My earlier post explained “how” you can write a multiboot kernel using VC++. This post will explain “why” I wrote the kernel the way I did.
- The linker (link.exe) puts machine code of functions in the source text into the .text section in the order it finds them in the source.
- All PE headers never add up to a total size that exceeds 4K. So when file alignment is 4K (== memory alignment), the .text section is guaranteed to start at offset 4K (4096) in the PE file. This is a good place to put the multiboot header (which anyways needs to be present in its entirety within the first 8192 bytes)
- The multiboot header forms the first 48 bytes of the .text section
- __declspec(naked) is an attribute that makes the compiler generate code _WITHOUT_ a prolog or epilog. This is important because we want the multiboot header to start at offset 4096. Without the naked attribute, the function (and hence the .text section) would start with the bytes 55 8B EC which stand for the following instructions
55 push ebp
8B EC mov ebp, esp
which is the prolog. Because of this the multiboot header would be pushed to offset 4099 and Grub would refuse to load the kernel because the multiboot header isn’t 4K longword aligned. [Updated: 10/6/2005, 12:23 PM].
- Compiler switches
- /Gd : forces the use of __cdecl calling convention. I’m not really sure why I included this
- /Fm: names the map file which might be useful when the kernel gets large
- /Tc: compile the file as .c
- /c: compile only, no link
- Linker switches
- /safeseh:no: disables generating the symbols related to Safe SEH handlers (__safe_se_handler_table and __safe_se_handler_count)
- /filealign:0x1000: this is an undocumented switch that aligns sections in the file based on this value. I’ve set it to 0x1000 (4K) so that sections are aligned on a 4K boundary on the image also (this is the default in-memory alignment). This is required because, Grub doesn’t seem to load images whose file alignment is different from in-memory alignment.
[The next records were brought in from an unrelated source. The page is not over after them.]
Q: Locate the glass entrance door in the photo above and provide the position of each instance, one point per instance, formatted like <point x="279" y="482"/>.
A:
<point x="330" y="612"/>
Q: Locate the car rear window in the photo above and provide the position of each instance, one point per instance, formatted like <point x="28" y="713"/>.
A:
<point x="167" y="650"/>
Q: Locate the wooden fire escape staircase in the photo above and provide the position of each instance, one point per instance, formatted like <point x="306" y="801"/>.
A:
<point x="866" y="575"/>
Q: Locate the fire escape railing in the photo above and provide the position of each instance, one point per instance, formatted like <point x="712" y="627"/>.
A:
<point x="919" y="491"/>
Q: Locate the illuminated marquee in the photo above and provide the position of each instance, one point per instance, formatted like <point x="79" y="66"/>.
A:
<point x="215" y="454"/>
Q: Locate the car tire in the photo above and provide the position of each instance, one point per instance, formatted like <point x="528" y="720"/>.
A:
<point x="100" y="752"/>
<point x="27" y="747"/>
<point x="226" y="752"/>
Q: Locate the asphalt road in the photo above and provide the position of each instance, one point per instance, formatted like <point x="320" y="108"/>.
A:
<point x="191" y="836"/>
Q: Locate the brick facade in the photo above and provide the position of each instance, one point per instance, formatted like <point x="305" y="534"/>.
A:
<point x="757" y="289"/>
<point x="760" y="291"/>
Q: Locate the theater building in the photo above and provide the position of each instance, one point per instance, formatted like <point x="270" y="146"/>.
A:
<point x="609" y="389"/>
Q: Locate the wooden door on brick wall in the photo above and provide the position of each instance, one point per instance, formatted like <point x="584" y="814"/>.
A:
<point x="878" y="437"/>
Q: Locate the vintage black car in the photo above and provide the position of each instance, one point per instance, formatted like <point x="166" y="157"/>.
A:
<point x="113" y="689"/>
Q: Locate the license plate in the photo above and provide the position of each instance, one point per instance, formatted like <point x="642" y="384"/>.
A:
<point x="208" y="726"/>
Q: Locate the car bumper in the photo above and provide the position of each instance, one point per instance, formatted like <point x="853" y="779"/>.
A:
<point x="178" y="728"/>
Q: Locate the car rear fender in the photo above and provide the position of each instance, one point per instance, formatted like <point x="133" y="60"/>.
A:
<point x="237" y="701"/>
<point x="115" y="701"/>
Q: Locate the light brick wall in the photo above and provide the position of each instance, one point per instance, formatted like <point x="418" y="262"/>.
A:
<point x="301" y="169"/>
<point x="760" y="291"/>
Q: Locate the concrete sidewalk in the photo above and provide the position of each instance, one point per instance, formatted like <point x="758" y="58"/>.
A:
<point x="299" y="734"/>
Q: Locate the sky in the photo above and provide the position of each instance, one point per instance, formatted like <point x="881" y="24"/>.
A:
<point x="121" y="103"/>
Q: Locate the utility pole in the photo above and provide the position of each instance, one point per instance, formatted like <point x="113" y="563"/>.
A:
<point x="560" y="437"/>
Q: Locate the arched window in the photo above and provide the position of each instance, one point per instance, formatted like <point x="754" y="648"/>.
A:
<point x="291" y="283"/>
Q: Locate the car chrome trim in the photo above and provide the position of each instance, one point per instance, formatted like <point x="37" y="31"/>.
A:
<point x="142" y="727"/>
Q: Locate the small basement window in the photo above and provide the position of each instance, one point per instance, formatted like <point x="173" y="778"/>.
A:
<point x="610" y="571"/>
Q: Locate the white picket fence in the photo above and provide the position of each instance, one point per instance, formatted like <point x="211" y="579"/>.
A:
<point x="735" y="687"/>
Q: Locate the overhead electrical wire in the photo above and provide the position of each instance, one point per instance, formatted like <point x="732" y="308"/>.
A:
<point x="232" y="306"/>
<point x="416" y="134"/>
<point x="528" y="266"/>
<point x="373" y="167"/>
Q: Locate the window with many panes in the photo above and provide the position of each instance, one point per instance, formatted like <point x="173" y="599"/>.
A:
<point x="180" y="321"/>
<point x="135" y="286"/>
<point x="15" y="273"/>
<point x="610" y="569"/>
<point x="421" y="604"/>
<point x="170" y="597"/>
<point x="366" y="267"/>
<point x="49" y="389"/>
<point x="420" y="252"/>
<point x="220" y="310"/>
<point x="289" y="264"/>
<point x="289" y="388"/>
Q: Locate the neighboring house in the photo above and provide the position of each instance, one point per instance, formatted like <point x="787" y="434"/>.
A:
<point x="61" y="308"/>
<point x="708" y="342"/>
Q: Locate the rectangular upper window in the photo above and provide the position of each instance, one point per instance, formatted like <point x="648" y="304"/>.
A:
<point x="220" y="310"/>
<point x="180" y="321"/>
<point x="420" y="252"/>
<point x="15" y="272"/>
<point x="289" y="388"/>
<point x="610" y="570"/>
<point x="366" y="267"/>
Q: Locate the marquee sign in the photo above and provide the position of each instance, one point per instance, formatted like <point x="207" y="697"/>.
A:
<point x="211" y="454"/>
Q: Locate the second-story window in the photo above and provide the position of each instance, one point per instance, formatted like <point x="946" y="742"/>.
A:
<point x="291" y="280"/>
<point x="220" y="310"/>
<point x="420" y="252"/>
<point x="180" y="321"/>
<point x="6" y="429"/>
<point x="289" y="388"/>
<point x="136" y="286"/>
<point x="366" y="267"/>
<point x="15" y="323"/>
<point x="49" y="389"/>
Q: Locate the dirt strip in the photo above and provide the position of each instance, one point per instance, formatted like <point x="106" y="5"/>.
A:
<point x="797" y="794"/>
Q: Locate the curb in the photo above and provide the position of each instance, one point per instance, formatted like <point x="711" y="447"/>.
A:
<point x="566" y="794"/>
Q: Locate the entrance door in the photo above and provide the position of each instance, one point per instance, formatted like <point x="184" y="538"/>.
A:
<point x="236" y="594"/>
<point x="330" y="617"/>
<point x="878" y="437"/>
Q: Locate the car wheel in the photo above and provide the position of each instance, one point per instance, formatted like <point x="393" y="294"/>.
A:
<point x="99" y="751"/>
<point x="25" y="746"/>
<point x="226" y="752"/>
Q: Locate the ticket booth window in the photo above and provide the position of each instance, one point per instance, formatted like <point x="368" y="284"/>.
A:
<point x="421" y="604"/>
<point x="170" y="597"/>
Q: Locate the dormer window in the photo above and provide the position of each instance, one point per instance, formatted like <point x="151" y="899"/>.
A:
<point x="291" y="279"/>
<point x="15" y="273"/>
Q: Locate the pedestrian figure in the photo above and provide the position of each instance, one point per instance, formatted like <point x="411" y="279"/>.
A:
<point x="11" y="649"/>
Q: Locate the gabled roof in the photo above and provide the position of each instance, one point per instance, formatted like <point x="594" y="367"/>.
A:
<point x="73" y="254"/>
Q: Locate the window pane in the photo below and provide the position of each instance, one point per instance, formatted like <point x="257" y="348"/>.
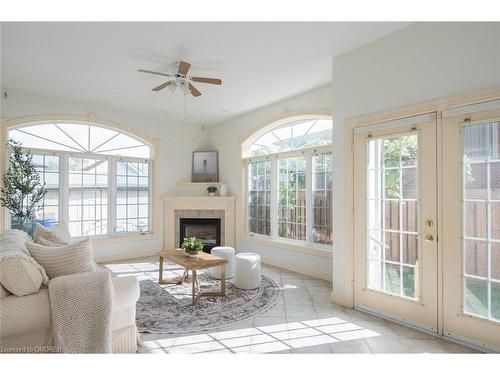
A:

- /base:0x100000: this makes the linker generate code assuming that the .text section starts at physical address 0x101000 and .data section at physical address 0x102000. This is what we want because Grub actually loads the image at 0x100000 which forces the .text and .data section into these addresses automatically and we need not relocate the kernel. (Now you probably understand why we set the file alignment to 4096 bytes as well).
- /entry:__multiboot_entry__: sets the entry point
- /nodefaultlib:libc: forces the linker to ignore libc while resolving external references. The idea is to be able to use names like memcpy etc in the kernel, and make sure the libc’s functions don’t get linked in.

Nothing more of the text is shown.